According to calculations based on data received from Turkish Electricity Production Company and Energy Market Regulatory Agency (EPDK), Anatolia reported installed power generation capacity across Turkey reached 50,422 MW at the beginning of last month. Of this capacity, 64.3 percent was attributable to thermal power plants and another 32.8 percent to hydroelectricity power plants. Most of the remaining 2.9 percent capacity — some 1,360 MW — was attributable to windmills, which the Justice and Development Party (AK Party) government is placing an increasing emphasis on.
According to the report, so far the EPDK has issued windmill operation licenses to 120 applicants and intends to issue a further 46 in the near future. The works related to applications of another 580 companies are ongoing, Anatolia added.

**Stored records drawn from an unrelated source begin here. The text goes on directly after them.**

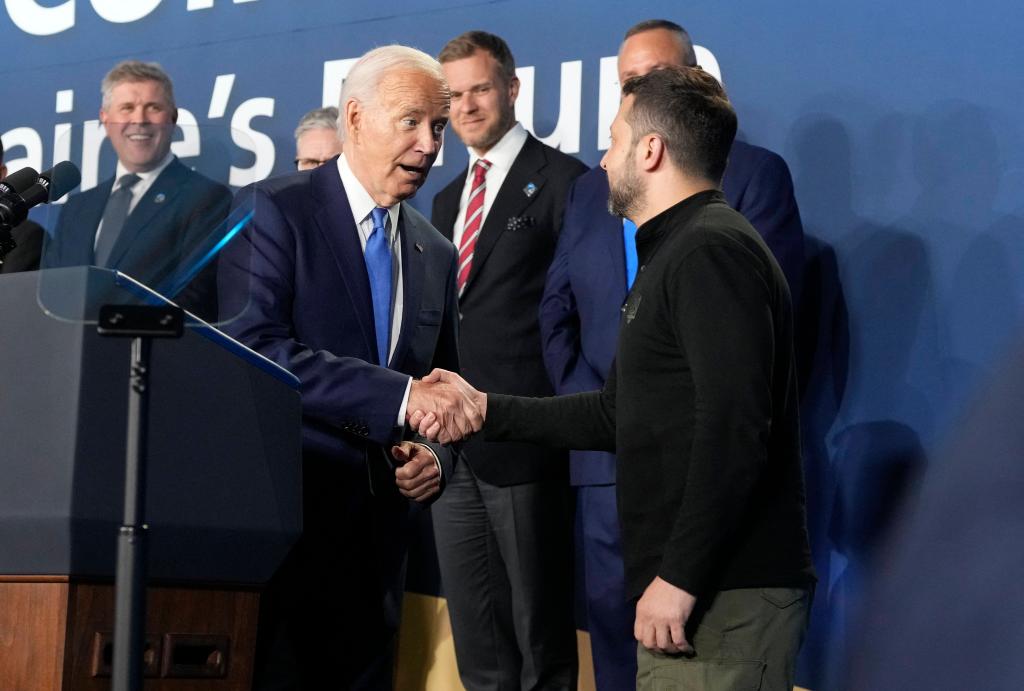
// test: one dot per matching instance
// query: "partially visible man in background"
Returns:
(316, 138)
(152, 215)
(28, 236)
(503, 527)
(593, 268)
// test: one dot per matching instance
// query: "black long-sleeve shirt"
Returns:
(700, 408)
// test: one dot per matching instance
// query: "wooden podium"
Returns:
(223, 491)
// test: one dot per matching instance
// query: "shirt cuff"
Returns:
(404, 403)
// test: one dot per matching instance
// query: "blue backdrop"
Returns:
(901, 122)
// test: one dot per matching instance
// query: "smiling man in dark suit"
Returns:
(155, 212)
(342, 283)
(502, 527)
(590, 275)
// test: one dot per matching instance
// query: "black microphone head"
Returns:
(59, 180)
(18, 181)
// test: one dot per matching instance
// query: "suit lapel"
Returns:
(413, 268)
(82, 238)
(337, 227)
(510, 202)
(159, 198)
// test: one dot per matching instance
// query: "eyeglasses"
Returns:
(308, 164)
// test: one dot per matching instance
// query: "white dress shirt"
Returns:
(501, 156)
(145, 181)
(361, 204)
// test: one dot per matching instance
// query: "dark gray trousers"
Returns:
(506, 563)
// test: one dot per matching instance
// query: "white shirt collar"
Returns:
(359, 200)
(146, 178)
(503, 154)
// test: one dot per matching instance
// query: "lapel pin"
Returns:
(519, 222)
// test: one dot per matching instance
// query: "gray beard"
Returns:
(624, 198)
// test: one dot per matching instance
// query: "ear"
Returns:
(513, 89)
(652, 154)
(353, 119)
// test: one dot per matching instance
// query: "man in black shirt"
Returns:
(700, 406)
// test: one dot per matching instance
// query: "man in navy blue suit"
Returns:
(154, 214)
(349, 288)
(586, 287)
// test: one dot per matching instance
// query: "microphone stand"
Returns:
(6, 241)
(141, 324)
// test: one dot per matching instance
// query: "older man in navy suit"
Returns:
(155, 213)
(342, 283)
(588, 281)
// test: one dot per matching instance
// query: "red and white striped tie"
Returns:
(474, 219)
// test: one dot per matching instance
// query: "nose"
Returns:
(428, 140)
(467, 103)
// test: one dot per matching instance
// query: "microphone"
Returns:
(49, 185)
(15, 183)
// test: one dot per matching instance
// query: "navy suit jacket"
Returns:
(586, 284)
(297, 281)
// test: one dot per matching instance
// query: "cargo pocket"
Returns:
(713, 675)
(782, 597)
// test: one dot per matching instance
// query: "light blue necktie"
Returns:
(378, 258)
(630, 242)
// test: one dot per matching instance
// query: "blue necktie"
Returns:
(378, 258)
(630, 242)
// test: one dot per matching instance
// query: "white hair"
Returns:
(135, 71)
(365, 77)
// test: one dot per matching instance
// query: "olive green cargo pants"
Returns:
(745, 640)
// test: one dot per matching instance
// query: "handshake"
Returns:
(443, 407)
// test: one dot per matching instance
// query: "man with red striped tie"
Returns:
(503, 526)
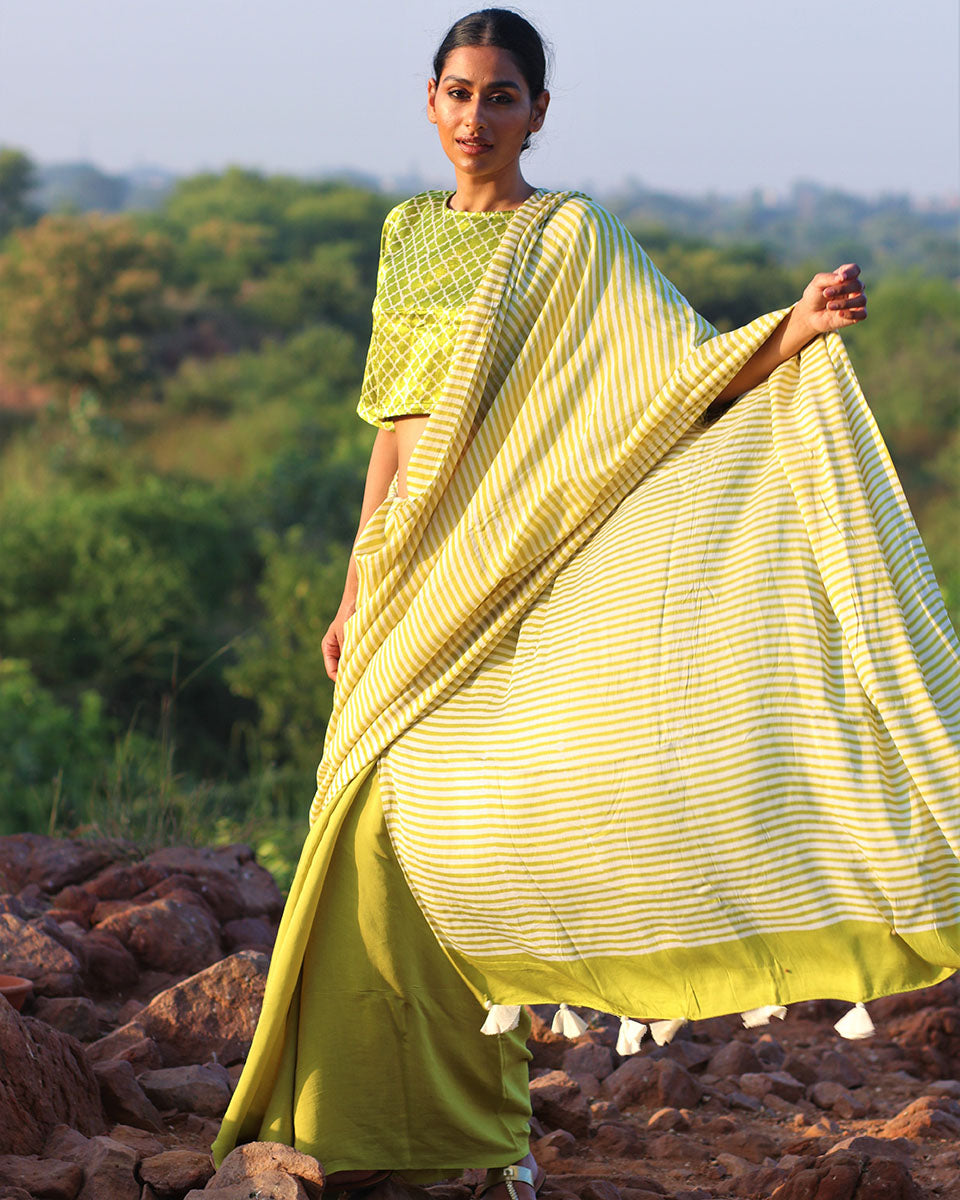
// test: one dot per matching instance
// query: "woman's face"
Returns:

Speaking to the agency, EPDK officials, whose names were not disclosed in the report, said installed power generation capacity of windmills across the country is expected to become as high as 10,000 MW once the state body made its final decision about all of those 580 applications.
Turkey is presently heavily dependent on foreign energy supply but aspires to become self-sufficient by 2023, the centennial of the founding of the Republic of Turkey. To this end, the government wants to have three nuclear power plants operational in Turkey by that year while also pushing the agenda to maximize the country’s hydroelectric potential and develop renewable energy production. It has already shaken hands with Russia’s Rosatom State Nuclear Energy Corporation for the construction of a $20 billion nuclear power plant in the Akkuyu district in the southern province of Mersin. Talks with Japan on the construction of another plant in the northern province of Sinop were suspended after the unfolding of a nuclear crisis in Japan after its twin disasters on March 11.
According to the Energy 2010 report by the World Energy Council’s Ankara-based Turkish National Committee (DEKTMK), while Turkey’s primary domestic energy generation accounted for 29.5 percent of the energy it consumed in 2009, the country’s foreign dependency increased when this rate dropped to 28.5 percent in 2010. The report forecasts that this year the country’s domestic primary energy production — despite an expected 2.5 percent year-on-year increase — will only account for 27.6 percent of its energy needs in 2011.